Si elle prépare aussi des projets pour 2026, Noël demeure pour elle la saison idéale afin de partager, entourée de ses proches, des souvenirs précieux du passé.
Elle garde notamment des images amusantes des trajets en voiture avec sa mère et sa sœur, où elles chantaient toutes ensemble, à tue-tête, leurs chansons de Noël préférées.
Parmi ces dernières, elle désire réécouter les albums de Vince Guaraldi, Rosie O’Donnell ou encore celui de Kenny Rogers et Dolly Parton, mais également certains chants religieux.
«J’aime comme toute la musique de Noël, vraiment, pour toutes les raisons, soit les chanter, ou juste d’avoir le bruit de ce qui est comme familier, et ça, c’est le temps de Noël.»
Se souvenant d’une époque où la province était un véritable vivier de spectacles chantés et dansés, elle ressent combien les chansons de Noël occupent une place si spéciale dans le cœur des gens aujourd’hui.
«Ils cherchent cette nostalgie-là, donc c’est communautaire, le besoin de musique pendant ce temps ici.»
Au-delà du passé, il est tout autant important pour elle d’apprécier le temps présent.
«On essaie de reconnaitre ce qui est beau dans la vie et s’assurer de remercier ce qu’on a.»
Des sentiments partagés avec l’artiste Nicole Deveau, qui anime chaque année le spectacle de Noël de l’École de musique Raveston, à Chéticamp.
«Le sens d’appartenance dans une communauté, dans une famille, dans un groupe, c’est dans le temps de Noël, dans le temps des fêtes qu’on voit ce rassemblement-là. Puis c’est ça, ce qui rend la musique du temps des fêtes spéciale.»
Animée par l’envie de faire découvrir à ses élèves des musiques de Noël originales, au-delà des grands classiques, cette période reste pour elle empreinte de nombreux souvenirs.
«Les gros soupers de Noël, ça finissait toujours avec une session de musique. Qu’on [fût] musicien ou non, on chantait. Pour moi, c’était très prononcé. Après, quand on a commencé, nous, à jouer des instruments, c’est nous qui [menions] les sessions de musique.»

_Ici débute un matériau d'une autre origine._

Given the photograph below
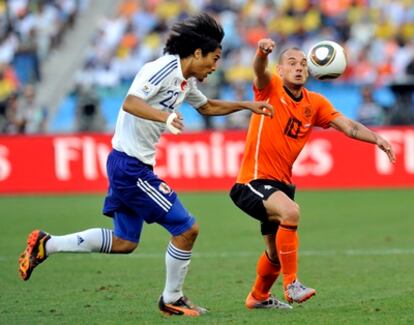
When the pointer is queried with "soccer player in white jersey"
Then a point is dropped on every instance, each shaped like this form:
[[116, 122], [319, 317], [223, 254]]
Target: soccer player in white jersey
[[135, 193]]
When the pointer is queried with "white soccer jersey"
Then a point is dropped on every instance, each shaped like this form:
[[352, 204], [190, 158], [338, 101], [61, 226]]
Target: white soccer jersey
[[161, 84]]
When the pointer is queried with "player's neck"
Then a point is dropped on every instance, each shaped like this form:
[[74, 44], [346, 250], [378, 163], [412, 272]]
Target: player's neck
[[186, 67], [294, 91]]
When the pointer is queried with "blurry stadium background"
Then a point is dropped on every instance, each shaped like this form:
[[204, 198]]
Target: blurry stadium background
[[65, 68]]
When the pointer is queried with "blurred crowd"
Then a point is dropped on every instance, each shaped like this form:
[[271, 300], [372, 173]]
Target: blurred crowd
[[378, 37], [29, 31]]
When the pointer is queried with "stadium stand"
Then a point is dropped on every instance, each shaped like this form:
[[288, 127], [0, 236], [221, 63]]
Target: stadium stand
[[378, 38]]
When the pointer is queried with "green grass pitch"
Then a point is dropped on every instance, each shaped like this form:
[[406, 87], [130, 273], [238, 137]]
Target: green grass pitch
[[356, 249]]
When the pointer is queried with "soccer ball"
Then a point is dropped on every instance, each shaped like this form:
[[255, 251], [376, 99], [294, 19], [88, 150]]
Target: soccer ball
[[326, 60]]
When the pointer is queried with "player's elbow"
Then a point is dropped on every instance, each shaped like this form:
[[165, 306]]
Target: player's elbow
[[128, 104]]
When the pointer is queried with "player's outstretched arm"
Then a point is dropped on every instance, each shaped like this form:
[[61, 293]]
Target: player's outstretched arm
[[139, 108], [262, 78], [222, 107], [356, 130]]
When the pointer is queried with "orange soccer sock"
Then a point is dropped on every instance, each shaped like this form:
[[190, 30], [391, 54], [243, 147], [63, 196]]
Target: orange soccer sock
[[287, 249], [267, 273]]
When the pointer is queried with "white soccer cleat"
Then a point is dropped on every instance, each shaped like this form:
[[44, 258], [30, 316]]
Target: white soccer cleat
[[270, 303], [297, 292]]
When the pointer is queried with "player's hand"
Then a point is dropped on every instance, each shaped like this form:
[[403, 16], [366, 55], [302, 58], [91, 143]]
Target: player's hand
[[266, 45], [175, 123], [385, 146], [262, 108]]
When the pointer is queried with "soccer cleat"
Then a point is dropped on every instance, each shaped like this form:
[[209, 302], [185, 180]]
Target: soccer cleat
[[34, 254], [270, 303], [297, 292], [182, 307]]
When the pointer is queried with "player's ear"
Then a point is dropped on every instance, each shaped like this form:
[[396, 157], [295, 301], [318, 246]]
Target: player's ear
[[198, 54], [279, 70]]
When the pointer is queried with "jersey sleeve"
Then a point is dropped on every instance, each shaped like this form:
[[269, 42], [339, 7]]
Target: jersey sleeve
[[326, 111], [194, 96], [145, 86], [264, 94]]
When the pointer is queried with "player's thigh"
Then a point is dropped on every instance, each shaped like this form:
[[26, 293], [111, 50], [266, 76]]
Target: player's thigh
[[279, 205], [127, 226], [178, 220]]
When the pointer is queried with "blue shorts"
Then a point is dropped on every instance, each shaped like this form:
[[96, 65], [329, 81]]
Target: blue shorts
[[136, 195]]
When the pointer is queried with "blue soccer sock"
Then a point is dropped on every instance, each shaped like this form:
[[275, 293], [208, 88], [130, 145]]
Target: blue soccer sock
[[90, 240], [176, 261]]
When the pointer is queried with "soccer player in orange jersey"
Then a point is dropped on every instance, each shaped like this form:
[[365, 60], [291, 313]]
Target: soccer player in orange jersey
[[263, 188]]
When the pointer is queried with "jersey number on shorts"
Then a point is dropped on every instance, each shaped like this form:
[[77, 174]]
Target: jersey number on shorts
[[292, 128], [170, 100]]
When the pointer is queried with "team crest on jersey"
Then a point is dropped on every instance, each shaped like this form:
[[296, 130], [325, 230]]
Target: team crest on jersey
[[146, 88], [164, 188], [307, 111], [183, 84]]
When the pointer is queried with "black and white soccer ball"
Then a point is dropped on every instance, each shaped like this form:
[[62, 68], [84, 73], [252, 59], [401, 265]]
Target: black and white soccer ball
[[326, 60]]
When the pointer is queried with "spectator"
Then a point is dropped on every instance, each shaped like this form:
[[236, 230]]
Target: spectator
[[89, 117], [32, 117]]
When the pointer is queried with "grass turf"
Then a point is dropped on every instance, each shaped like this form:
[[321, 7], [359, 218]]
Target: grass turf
[[357, 250]]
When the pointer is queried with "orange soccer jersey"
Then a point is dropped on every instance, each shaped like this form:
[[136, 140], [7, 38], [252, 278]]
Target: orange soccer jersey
[[273, 144]]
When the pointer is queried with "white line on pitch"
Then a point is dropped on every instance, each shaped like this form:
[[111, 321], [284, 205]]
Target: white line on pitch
[[321, 253]]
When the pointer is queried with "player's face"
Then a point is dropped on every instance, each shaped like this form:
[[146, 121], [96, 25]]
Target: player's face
[[206, 64], [293, 68]]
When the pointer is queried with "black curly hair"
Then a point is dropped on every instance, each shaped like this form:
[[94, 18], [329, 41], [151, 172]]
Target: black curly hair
[[196, 32]]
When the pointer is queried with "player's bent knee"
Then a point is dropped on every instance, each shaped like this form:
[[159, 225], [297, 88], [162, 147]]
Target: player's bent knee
[[272, 255], [192, 233], [292, 215], [122, 246]]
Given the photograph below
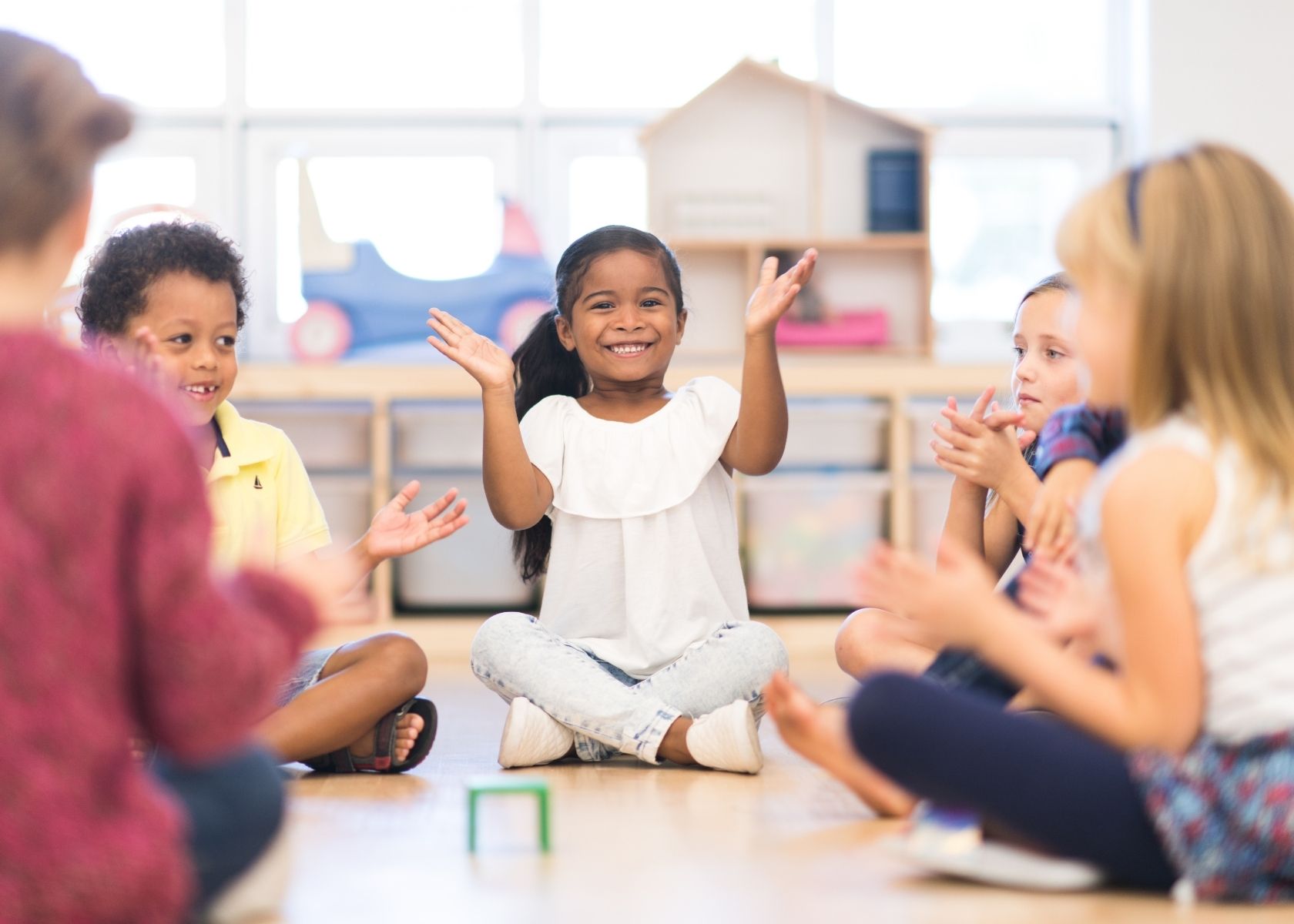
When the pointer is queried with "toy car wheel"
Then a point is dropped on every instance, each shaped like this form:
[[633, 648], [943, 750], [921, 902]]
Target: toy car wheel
[[323, 333]]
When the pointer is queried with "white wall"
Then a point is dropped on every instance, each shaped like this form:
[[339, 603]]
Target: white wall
[[1221, 70]]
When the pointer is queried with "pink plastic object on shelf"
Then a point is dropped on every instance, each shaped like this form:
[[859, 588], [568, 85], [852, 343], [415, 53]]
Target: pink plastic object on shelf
[[852, 329]]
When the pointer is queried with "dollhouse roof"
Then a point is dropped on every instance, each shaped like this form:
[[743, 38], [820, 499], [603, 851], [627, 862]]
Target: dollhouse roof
[[748, 68]]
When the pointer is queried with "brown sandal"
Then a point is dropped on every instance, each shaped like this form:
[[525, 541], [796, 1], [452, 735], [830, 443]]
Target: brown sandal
[[382, 760]]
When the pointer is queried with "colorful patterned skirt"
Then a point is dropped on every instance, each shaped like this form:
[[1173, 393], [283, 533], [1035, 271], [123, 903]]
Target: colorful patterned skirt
[[1225, 814]]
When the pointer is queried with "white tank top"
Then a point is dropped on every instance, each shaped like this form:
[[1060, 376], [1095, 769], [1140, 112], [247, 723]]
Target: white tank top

Cela explique sa facilité aujourd’hui à organiser des spectacles de Noël, surtout lorsqu’ils réunissent des proches ayant partagé les mêmes traditions, comme une cousine avec qui elle a assisté à ses premières messes de minuit, ou un ancien camarade de chorale originaire de Montréal, qu’elle retrouve chaque année pour les fêtes.
«C’est très naturel, pour nous, de préparer [ces] spectacles-là parce [qu’on] a à peu près le même vécu.»
Quant à sa chanson préférée, elle ne saurait en choisir une seule, mais avoue que ce sont les albums des Gars du Nord qui la touchent particulièrement.
«Je pense aussi que c’est parce que mes jeunes élèves [les] aiment beaucoup. Entendre les enfants chanter, ça, c’est trop beau.»